Au milieu des années 1960, Shakes, Tommy, John et Mickael sont quatre amis du Hell's Kitchen, un quartier de New York, qu'une mauvaise blague conduit en maison de redressement. Ils y deviennent les victimes de quatre gardiens, dont Sean Nokes, un pédophile sadique. A leur sortie, ils ne sont plus les mêmes et tentent de vivre malgré la hantise du passé. Jusqu'au jour où, des années plus tard, Tommy et John croisent Nokes dans un restaurant.

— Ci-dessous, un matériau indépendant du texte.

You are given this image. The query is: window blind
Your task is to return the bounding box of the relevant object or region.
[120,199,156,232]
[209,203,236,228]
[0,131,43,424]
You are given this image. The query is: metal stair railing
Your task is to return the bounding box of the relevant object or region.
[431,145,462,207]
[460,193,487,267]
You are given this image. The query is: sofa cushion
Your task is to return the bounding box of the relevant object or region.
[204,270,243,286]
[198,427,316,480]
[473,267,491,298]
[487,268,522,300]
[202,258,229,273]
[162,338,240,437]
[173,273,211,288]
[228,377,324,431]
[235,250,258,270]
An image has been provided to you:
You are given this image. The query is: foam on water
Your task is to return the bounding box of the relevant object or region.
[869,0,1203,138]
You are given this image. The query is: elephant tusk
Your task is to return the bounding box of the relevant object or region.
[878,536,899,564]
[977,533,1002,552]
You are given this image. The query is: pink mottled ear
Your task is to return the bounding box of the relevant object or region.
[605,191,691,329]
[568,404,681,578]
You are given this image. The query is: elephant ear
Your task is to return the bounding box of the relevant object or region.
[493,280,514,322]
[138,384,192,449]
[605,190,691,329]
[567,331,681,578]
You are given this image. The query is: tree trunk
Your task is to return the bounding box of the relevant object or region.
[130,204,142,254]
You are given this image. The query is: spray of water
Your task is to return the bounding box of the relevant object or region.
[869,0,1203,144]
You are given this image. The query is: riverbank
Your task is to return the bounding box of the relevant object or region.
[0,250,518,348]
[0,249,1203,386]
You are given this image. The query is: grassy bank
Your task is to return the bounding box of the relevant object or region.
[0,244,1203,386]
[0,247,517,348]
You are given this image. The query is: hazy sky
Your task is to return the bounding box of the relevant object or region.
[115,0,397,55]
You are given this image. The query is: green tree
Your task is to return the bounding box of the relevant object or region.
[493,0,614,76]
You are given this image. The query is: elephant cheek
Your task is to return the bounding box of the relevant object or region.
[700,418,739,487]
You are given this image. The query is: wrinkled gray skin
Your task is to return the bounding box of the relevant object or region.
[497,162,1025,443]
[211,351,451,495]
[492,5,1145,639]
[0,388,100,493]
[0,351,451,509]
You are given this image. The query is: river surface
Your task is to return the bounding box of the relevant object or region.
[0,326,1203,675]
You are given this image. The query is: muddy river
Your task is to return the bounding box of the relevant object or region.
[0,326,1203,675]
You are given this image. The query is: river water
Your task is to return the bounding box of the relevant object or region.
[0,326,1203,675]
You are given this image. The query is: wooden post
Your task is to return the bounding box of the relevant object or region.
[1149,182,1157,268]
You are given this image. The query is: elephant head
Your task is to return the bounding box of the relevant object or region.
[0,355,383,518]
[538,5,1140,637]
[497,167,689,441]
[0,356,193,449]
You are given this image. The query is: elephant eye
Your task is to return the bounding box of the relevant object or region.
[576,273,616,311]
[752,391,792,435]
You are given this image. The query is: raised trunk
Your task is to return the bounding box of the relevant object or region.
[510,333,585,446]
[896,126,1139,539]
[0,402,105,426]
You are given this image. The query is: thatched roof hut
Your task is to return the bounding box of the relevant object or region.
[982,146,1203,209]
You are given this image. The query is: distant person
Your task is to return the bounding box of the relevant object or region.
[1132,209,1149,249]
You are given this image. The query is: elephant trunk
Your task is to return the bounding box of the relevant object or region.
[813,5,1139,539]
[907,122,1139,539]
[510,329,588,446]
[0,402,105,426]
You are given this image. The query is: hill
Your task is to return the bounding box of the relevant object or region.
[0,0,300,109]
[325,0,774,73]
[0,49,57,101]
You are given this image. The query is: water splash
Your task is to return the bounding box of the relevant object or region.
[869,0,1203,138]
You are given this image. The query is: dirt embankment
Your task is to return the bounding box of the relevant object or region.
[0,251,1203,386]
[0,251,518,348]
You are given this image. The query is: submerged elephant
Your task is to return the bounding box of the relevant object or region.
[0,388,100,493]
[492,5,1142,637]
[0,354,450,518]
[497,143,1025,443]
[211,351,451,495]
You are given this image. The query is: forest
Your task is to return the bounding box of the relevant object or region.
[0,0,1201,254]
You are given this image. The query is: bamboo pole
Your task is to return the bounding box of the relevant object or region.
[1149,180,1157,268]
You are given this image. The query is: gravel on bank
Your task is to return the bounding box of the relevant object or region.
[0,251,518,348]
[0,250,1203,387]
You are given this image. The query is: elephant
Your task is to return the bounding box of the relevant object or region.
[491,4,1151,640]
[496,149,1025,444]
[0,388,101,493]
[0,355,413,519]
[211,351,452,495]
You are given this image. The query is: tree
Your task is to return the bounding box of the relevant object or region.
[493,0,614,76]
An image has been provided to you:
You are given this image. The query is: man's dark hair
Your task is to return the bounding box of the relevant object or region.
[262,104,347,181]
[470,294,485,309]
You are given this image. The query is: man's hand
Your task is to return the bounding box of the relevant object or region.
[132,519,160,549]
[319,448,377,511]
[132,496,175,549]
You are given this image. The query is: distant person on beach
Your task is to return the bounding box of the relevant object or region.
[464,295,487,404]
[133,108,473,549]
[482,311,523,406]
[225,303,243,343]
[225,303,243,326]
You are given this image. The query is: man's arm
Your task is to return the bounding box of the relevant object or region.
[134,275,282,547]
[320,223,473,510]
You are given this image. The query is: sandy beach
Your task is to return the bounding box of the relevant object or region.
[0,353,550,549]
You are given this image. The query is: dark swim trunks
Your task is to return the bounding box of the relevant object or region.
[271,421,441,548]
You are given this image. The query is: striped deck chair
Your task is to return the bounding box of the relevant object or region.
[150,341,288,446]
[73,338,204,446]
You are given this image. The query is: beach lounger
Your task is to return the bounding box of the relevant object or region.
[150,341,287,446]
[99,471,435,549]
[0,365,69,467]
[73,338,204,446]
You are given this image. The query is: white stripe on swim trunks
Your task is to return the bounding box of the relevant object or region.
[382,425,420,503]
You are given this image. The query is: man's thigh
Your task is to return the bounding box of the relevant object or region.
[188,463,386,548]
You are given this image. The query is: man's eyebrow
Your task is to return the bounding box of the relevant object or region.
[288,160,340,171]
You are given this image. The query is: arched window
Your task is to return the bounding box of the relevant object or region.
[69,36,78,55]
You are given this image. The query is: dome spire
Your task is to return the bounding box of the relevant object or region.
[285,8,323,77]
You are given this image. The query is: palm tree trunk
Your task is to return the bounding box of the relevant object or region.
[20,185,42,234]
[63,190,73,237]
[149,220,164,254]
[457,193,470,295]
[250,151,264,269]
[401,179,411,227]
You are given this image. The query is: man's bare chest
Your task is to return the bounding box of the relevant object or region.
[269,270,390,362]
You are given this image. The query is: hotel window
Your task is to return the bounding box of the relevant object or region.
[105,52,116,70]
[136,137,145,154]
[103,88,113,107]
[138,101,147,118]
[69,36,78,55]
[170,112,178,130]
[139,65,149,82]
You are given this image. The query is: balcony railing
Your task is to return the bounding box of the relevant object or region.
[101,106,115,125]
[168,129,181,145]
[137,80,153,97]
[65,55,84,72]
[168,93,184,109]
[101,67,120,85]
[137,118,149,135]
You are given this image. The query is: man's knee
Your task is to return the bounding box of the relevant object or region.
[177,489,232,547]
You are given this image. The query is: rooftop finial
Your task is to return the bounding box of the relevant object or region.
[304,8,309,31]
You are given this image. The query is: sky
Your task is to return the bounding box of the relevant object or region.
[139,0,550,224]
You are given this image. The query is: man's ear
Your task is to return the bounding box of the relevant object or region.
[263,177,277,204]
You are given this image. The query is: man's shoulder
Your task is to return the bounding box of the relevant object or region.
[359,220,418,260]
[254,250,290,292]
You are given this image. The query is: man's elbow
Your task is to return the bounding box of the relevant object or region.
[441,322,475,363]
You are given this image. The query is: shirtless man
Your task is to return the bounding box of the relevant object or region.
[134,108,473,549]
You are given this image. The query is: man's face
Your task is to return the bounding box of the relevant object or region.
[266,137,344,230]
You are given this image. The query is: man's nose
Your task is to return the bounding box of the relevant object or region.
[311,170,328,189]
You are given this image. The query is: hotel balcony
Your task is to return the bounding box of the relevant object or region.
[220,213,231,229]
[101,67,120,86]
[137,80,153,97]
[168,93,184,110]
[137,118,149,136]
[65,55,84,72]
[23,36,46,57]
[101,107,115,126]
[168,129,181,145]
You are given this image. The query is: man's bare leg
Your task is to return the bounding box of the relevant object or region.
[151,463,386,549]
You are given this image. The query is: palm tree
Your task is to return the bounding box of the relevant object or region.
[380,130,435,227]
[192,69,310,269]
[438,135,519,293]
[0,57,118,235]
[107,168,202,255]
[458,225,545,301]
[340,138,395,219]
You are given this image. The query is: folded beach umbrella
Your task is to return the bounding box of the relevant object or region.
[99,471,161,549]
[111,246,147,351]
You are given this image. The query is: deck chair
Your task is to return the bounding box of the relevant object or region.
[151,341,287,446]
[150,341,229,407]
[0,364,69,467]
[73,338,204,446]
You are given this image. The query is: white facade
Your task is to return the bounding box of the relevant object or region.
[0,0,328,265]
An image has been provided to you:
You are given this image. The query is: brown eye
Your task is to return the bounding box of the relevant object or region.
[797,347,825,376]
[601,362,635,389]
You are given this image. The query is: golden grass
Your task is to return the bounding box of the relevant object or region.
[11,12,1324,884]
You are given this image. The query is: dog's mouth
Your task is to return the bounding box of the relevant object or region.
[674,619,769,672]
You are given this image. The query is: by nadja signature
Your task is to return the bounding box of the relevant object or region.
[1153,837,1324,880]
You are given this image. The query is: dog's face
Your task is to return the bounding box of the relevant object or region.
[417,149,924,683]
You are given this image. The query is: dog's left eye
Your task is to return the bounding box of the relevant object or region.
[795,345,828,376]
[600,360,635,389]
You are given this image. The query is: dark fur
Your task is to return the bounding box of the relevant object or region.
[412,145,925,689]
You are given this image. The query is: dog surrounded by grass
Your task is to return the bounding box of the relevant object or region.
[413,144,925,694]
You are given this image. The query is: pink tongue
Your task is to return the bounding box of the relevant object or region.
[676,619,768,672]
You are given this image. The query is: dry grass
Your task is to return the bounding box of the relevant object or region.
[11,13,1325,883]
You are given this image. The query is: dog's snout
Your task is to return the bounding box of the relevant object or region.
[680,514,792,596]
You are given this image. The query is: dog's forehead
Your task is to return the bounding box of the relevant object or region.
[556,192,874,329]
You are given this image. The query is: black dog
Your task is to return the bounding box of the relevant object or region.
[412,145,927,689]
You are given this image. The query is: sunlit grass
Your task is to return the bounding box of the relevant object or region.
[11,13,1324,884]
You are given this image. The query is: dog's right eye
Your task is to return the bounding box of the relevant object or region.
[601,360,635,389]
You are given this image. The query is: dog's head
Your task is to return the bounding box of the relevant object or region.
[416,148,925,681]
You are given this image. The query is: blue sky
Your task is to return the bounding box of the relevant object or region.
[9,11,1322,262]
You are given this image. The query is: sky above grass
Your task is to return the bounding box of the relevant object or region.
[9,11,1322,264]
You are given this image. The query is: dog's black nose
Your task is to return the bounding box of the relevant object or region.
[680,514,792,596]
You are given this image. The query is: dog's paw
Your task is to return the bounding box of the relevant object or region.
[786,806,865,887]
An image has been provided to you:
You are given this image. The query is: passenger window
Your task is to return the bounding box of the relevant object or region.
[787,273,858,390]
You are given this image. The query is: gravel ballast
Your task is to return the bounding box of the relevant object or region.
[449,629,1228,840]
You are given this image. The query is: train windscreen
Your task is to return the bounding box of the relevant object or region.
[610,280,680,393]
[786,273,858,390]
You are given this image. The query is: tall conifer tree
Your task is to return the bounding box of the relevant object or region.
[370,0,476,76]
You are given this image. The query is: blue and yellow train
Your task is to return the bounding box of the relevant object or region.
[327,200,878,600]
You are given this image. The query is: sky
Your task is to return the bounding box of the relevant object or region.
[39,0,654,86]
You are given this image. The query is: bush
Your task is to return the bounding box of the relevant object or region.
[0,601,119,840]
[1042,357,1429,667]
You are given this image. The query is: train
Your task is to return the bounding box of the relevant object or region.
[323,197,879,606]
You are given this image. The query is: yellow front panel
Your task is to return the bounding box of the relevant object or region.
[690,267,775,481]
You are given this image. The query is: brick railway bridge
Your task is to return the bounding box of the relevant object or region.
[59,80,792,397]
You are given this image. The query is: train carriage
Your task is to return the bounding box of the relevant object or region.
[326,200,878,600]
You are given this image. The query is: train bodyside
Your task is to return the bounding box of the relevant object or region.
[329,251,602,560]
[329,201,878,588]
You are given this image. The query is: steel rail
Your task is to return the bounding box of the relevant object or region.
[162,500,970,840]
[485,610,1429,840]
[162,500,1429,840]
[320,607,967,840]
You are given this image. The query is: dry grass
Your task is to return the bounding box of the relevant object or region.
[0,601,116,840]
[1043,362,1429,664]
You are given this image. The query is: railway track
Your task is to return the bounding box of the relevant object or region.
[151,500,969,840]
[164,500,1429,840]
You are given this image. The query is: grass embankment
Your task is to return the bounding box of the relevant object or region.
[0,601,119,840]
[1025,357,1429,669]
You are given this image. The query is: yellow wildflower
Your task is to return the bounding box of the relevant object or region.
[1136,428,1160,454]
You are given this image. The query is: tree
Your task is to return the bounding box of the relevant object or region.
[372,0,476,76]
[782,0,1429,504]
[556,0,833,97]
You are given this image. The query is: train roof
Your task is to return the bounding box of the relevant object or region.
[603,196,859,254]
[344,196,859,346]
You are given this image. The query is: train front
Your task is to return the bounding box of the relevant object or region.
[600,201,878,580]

Sleepers, c'est l'histoire d'une construction impossible et d'une vengeance froidement orchestrée. Les sévices infligés aux héros sont épargnés au spectateur qui n'en voit que les conséquences, physiques pour les coups, psychologiques pour les viols. Barry Levinson délivre une terrible histoire avec pudeur et montre comment les traumatismes de l'enfance influent sur l'âge adulte.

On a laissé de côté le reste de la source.